La prova concorsuale e il “fascicolo del candidato”
Un altro emendamento prevede che le prove concorsuali “privilegino l’accertamento della capacità dei candidati di utilizzare e applicare a problemi specifici e casi concreti nozioni teoriche”, e che sia possibile “concentrare le prove concorsuali relative a diversi concorsi”. L’idea di fondo è quella di prevedere l’accertamento delle competenze teoriche di base, nelle discipline tradizionali oggetto dei concorsi pubblici, in prove che possono certificare la competenza del candidato e che sono utilizzabili, entro un periodo di tempo da determinare, per diversi concorsi. Così, in pratica, dopo la fase preselettiva, il candidato avrà un suo “fascicolo personale” nel quale potranno rientrare le competenze così certificate, le esperienze professionali (anche nelle “organizzazioni internazionali”, dispone un altro emendamento), altri titoli. La prova concorsuale vera e propria dovrà accertare, appunto, la capacità dei candidati di applicare le conoscenze teoriche alle situazioni concrete relative allo specifico profilo professionale. In questo caso l’obiettivo è duplice: da un lato, legare con maggiore concretezza il concorso alla prassi lavorativa, dall’altro evitare la continua – e obbligata – riproduzione di figure come il concorsista di professione, costretto a sperimentare spesso numerosissimi concorsi nel tentativo di affrontare prove teoriche su punti specifici sui quali è maggiormente preparato.
Dipendenti qualificati per una PA europea
Altri due emendamenti definiscono un indirizzo finalizzato a “valorizzare” gli studi di chi ha completato percorsi post-universitari, con il conseguimento del dottorato di ricerca (una norma attesa da anni) e prevedono che la conoscenza della lingua inglese e di altre lingue possa costituire un “requisito di partecipazione al concorso o titolo di merito valutabile dalle commissioni giudicatrici”. Investire sulle competenze linguistiche è necessario per realizzare una vera “europeizzazione dell’Italia”, attraverso i codici operativi, le decisioni e le interazioni a livello europeo della nostra Pubblica amministrazione. Dunque, così come il concorso pubblico innovativo dovrà essere la via di selezione normale e unica del personale pubblico, il bilinguismo italiano-inglese non deve essere un requisito aggiuntivo, ma un elemento necessario per l’ingresso nell’organico delle PA.

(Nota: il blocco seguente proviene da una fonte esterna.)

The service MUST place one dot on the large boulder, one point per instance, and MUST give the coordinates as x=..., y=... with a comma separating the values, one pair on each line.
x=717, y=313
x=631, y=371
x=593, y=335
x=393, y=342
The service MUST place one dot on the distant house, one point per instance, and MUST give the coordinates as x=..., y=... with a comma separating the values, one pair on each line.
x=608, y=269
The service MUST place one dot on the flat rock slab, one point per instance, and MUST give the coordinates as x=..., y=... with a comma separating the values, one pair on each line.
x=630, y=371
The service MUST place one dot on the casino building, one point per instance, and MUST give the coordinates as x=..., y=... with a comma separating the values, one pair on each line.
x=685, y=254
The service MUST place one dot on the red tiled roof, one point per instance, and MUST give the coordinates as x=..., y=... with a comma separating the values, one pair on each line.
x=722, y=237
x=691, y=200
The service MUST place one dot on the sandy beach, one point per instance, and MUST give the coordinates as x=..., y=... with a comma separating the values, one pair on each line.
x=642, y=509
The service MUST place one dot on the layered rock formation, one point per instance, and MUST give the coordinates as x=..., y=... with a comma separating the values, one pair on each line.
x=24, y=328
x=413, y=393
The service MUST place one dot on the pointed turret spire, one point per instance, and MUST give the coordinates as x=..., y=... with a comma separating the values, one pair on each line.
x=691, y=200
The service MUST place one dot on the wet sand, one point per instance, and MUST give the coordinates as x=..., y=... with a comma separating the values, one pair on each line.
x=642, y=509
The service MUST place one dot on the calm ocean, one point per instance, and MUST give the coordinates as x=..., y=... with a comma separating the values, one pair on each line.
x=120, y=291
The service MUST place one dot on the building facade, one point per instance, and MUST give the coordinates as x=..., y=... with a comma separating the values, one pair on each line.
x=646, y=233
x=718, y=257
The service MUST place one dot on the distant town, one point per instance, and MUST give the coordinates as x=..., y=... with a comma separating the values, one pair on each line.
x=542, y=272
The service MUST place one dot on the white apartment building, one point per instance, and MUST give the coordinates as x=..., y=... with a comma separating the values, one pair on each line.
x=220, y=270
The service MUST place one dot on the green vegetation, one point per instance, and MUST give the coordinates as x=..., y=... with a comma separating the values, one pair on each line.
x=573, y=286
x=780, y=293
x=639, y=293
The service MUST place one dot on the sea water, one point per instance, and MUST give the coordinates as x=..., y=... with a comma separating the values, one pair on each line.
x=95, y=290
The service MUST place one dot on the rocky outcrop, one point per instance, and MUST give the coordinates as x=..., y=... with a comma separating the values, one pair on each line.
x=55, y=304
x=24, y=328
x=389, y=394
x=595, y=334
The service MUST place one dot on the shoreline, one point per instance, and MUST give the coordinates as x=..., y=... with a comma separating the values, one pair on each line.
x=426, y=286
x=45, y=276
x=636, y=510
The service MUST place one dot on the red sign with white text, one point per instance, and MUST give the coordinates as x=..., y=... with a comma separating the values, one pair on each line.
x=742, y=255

La riforma dei concorsi pubblici potrà dunque orientare al meglio le scelte degli studenti e soprattutto – con l’azione del governo nella normativa delegata – ristabilire la fiducia nel concorso pubblico, che deve costituire il canale ordinario di accesso agli impieghi pubblici e funzionare in maniera equa e trasparente. Così i giovani potranno trovare nella pubblica amministrazione un luogo di lavoro adeguato alla loro vocazione, alla loro voglia di servire lo Stato.